仁川の駅まで車で迎えに来てくださり、新装なった資料室も案内してもらえ、シスター相川のこまごまとした要望に真摯に応えていらっしゃる。修道院で共に暮らすシスターではないから、適切な距離感もあるということで、数え107歳のシスター相川という例外的なキャラクターにとって貴重な存在だとお見受けした。
シスターは、私が最近贈呈した著書を眼鏡なしで一気に読んで管区長に渡した、ということで、あいかわらず頭脳明晰なのはもちろんなのだけれど、今回はさらに驚くべきエピソードを知ることができた。
大筋の経緯はこうだ。かなり前のある時、日本近海を航行中の船の中で一人のアイルランド人が病気になり、日本で降ろされて入院することになったという。けれどもそのまま帰らぬ人となり、日本で埋葬されたという。アイルランド人だからカトリック、ということでカトリックの修道会がかかわったのだと思われる。
で、その方の埋葬された場所を探していた血縁の家族が昨年末、日本にやってきた。デジタル情報が発達した今、いろいろなデータが出てきたのだろう。で、修道会最高齢のシスター相川が、そのことについて知っていたので、車椅子でカトリックの墓苑に家族を案内したという。(ディティールの不正確、不明確は許してください。
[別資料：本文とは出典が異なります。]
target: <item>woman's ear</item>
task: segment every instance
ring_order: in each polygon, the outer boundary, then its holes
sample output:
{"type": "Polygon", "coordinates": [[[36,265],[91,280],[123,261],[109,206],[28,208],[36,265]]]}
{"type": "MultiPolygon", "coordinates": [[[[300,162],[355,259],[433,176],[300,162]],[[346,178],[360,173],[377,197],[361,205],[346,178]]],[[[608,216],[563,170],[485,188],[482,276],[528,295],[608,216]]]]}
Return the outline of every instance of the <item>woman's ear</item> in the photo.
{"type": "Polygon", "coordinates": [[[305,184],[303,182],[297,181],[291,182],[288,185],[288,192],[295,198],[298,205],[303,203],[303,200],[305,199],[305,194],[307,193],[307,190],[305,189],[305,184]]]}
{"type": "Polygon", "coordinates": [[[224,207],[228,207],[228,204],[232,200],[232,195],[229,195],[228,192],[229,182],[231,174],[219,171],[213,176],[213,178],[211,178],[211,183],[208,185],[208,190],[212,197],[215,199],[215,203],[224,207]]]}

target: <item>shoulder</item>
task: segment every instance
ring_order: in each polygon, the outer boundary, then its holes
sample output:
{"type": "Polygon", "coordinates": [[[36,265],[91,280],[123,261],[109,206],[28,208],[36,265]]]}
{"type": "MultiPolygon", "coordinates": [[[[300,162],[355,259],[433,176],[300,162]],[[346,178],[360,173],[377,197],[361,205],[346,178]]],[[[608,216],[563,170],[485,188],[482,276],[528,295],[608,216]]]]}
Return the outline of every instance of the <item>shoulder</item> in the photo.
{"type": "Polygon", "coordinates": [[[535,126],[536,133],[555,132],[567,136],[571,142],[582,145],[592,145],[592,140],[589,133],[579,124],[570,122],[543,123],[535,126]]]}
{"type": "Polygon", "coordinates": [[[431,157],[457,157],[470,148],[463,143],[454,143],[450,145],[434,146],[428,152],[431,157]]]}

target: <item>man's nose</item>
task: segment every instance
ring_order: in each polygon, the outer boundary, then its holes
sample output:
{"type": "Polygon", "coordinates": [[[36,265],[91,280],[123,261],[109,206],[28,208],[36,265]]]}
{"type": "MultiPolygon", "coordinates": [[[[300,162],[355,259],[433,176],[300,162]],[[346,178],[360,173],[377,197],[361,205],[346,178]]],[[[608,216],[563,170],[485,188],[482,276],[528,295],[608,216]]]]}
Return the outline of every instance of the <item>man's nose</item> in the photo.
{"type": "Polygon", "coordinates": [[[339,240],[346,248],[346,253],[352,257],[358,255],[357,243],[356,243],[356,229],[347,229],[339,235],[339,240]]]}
)
が
それからも、シスター相川はその家族とのメールのやりとりを追っていたが、墓苑を案内した家族の14歳のアンナちゃんという少女が、ある手術を春に受けることを知らされた。手術の成功をお祈りください、という内容だったことは容易に想像できる。
で、ここからがすごい。
その知らせを受け取ったシスター相川が、病床で「あること」をしたのだ。
紙を手に取って、五線を弾き、アンナちゃんに捧げる歌を楽譜にした。
驚いたFさんはそれを清書してアンナちゃんの家族に送った。気持ちが伝わるだろうと思ったからだ。
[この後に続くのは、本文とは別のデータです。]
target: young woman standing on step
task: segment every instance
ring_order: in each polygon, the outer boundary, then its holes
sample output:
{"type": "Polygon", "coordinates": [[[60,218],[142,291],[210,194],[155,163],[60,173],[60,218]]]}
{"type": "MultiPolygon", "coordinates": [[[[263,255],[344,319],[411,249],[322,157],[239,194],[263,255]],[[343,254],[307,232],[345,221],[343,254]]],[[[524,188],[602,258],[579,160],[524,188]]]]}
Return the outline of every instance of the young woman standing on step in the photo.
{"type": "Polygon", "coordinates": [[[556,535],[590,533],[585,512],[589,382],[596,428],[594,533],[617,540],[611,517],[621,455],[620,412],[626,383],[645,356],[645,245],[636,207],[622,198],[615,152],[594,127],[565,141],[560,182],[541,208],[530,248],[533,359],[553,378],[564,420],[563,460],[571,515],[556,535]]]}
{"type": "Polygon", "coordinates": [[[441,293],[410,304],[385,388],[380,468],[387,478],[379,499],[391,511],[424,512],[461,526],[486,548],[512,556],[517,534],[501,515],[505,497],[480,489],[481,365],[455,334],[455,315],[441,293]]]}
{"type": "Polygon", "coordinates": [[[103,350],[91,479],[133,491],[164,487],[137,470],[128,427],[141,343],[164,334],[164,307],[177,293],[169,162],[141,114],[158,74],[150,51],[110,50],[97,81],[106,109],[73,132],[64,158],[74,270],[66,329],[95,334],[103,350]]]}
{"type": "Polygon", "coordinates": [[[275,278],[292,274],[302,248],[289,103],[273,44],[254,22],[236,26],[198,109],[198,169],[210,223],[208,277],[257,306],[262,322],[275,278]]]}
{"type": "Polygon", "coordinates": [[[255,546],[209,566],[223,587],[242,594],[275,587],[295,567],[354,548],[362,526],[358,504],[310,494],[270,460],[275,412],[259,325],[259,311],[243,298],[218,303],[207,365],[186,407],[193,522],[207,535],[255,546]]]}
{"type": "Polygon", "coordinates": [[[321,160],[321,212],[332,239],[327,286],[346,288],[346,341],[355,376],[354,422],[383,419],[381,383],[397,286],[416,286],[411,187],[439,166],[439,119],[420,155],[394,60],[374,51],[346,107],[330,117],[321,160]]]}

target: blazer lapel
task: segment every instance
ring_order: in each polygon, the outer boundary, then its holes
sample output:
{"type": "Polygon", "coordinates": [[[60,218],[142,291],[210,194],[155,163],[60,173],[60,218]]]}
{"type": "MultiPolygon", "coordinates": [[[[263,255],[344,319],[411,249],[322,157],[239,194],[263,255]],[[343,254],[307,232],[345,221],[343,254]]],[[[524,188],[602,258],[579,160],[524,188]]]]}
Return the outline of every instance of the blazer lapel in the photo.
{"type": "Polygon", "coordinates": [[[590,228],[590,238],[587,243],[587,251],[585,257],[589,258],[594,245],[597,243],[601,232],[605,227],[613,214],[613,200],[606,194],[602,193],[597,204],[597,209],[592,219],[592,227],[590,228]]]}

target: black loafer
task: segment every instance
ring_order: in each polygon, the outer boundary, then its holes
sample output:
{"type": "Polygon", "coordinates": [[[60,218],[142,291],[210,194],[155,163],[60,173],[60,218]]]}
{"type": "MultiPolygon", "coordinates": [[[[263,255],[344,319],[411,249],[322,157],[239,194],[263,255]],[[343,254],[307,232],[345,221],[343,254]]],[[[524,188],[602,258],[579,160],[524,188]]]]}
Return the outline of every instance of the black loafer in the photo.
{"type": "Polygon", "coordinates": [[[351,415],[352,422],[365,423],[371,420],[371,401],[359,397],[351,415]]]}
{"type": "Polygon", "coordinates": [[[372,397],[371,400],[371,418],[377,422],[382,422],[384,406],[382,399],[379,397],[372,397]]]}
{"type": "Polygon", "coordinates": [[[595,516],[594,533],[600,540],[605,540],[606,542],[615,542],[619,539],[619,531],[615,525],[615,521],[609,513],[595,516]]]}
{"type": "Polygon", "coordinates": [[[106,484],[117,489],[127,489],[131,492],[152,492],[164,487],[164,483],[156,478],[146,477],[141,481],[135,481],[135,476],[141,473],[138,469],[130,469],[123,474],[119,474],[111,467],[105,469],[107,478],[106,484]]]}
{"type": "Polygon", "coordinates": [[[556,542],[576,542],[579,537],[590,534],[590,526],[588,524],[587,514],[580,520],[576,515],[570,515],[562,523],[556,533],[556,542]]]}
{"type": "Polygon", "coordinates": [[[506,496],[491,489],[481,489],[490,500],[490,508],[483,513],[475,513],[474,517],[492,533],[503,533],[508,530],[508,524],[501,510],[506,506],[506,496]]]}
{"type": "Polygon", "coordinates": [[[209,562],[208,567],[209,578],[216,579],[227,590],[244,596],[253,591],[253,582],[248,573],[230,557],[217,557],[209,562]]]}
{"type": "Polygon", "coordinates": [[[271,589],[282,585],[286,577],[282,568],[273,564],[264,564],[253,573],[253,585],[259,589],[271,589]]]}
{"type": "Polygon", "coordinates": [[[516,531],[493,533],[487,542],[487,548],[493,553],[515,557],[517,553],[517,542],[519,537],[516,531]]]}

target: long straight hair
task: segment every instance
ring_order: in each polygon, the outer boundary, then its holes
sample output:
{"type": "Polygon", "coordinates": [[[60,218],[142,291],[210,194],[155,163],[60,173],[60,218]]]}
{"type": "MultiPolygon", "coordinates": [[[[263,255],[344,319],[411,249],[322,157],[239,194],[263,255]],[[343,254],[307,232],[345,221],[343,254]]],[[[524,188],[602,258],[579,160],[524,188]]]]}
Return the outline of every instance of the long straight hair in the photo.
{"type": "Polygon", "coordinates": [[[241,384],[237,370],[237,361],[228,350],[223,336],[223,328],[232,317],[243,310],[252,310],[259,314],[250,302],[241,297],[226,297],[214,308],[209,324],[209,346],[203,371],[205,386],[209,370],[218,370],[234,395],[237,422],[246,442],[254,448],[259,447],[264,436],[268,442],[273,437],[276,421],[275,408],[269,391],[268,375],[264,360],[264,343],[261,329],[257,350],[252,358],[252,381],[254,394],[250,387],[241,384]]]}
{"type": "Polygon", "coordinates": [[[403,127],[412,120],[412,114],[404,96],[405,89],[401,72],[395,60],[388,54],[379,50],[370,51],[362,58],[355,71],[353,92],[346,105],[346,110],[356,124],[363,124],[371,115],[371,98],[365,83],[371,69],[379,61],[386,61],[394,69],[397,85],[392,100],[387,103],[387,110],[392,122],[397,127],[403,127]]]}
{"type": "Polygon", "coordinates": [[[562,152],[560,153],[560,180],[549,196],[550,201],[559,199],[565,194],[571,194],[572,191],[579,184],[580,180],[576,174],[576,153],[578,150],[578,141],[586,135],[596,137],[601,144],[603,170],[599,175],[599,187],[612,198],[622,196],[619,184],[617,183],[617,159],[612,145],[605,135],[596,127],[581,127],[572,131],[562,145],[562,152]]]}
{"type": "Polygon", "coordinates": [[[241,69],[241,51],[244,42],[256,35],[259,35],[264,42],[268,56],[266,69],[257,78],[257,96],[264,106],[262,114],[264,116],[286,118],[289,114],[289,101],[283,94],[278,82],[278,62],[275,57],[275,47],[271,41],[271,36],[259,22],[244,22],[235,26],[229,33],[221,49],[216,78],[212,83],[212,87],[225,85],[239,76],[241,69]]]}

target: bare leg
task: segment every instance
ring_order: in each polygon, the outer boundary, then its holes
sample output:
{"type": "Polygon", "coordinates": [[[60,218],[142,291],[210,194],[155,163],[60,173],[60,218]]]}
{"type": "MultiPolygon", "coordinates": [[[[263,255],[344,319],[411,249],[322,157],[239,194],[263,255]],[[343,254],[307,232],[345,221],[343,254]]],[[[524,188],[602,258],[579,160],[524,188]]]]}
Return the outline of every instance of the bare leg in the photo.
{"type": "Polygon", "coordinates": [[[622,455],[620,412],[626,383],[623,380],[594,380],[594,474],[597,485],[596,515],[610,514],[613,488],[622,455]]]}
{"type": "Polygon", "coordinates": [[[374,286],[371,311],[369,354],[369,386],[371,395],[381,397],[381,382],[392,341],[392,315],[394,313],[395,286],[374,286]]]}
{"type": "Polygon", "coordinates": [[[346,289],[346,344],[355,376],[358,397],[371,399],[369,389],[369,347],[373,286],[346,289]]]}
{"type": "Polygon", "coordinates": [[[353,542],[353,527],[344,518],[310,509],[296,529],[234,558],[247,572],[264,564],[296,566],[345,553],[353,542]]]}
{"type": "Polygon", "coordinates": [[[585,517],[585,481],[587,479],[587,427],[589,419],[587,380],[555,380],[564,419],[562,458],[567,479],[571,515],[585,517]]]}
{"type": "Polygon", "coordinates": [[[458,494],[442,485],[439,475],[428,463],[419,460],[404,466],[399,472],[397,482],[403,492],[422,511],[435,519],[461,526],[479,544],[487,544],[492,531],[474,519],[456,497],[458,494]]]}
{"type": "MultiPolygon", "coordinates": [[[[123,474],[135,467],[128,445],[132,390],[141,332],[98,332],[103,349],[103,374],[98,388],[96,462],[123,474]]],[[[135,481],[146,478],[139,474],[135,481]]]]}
その後、手術は無事成功し、アンナちゃんの弟の弾くピアノの伴奏で、子供のコーラスがシスター相川の曲を歌った録音がFさんに送られてきたという。
少女の手術の成功を祈るために、曲を作る、という発想がすでに常人ではない。
しかも、例えば、誰かに五線紙を持ってきてもらうというのですらなく、自分で、病床で、線を引いた。何度も言うが、数えで107歳だ。
実は、シスター相川は、ピアニスト、オルガニストで、いつも教会で伴奏を弾いているうちに、修道会に入るようになったのだという。
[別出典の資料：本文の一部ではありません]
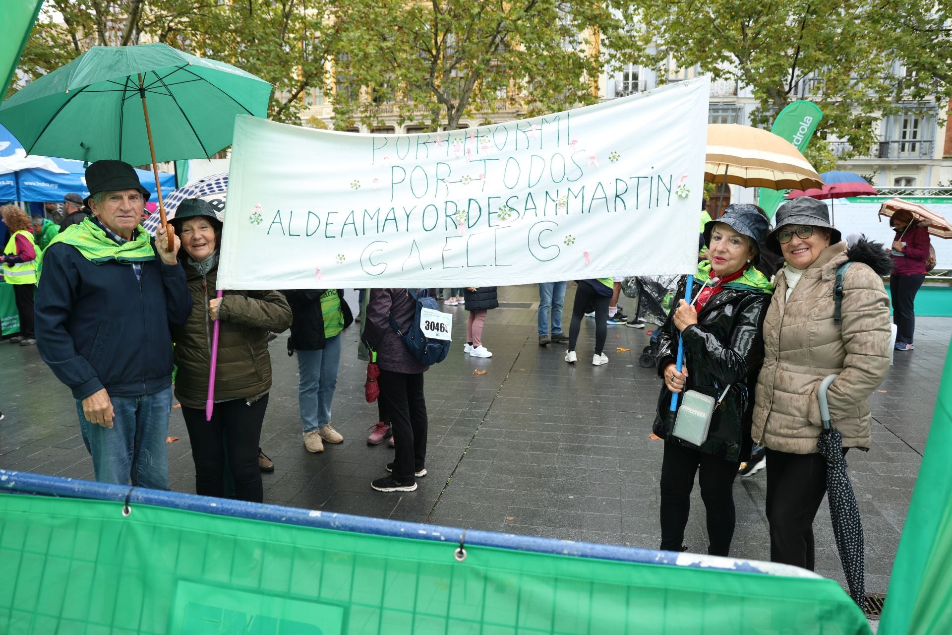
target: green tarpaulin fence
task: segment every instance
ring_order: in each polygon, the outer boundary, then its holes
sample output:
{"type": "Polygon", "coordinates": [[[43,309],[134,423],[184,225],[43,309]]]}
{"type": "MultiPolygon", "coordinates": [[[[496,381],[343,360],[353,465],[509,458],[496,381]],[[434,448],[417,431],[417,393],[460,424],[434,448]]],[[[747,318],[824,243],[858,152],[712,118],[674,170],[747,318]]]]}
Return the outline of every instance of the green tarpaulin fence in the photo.
{"type": "MultiPolygon", "coordinates": [[[[0,470],[0,486],[30,478],[55,477],[0,470]]],[[[270,522],[144,505],[139,495],[126,516],[122,502],[0,494],[0,632],[869,632],[836,582],[794,567],[761,564],[803,577],[744,572],[757,564],[743,561],[478,531],[460,562],[461,531],[447,527],[214,503],[283,520],[270,522]],[[362,523],[367,531],[335,528],[362,523]],[[589,548],[605,557],[577,555],[589,548]]]]}
{"type": "Polygon", "coordinates": [[[0,282],[0,335],[12,335],[20,330],[20,316],[16,312],[13,286],[0,282]]]}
「もう40年も弾いていません」とおっしゃるから、65歳までは「現役」だったということだろう。
これがシスターの書いた曲の冒頭。

シスター相川のもとを訪れるみなさんも、どんなに感嘆していることだろう。「恵み」という言葉しかない。
次に日本に来るときもまた来ますね、とお約束した。
いつまでお元気でいらっしゃるのだろうか、と思うが、本人によると、来年の12月に迎えに来る、と女の人が夢に出てきて告げたそうだ。
だとしたら、秋にもお会いできる。
読んでほしい本がまだまだある。
付記)「世界最高齢」のピアニストはフランス人女性だった。109歳の夏に最後のアルバムを出し、数ヶ月後に亡くなった。音楽の力ってすごい。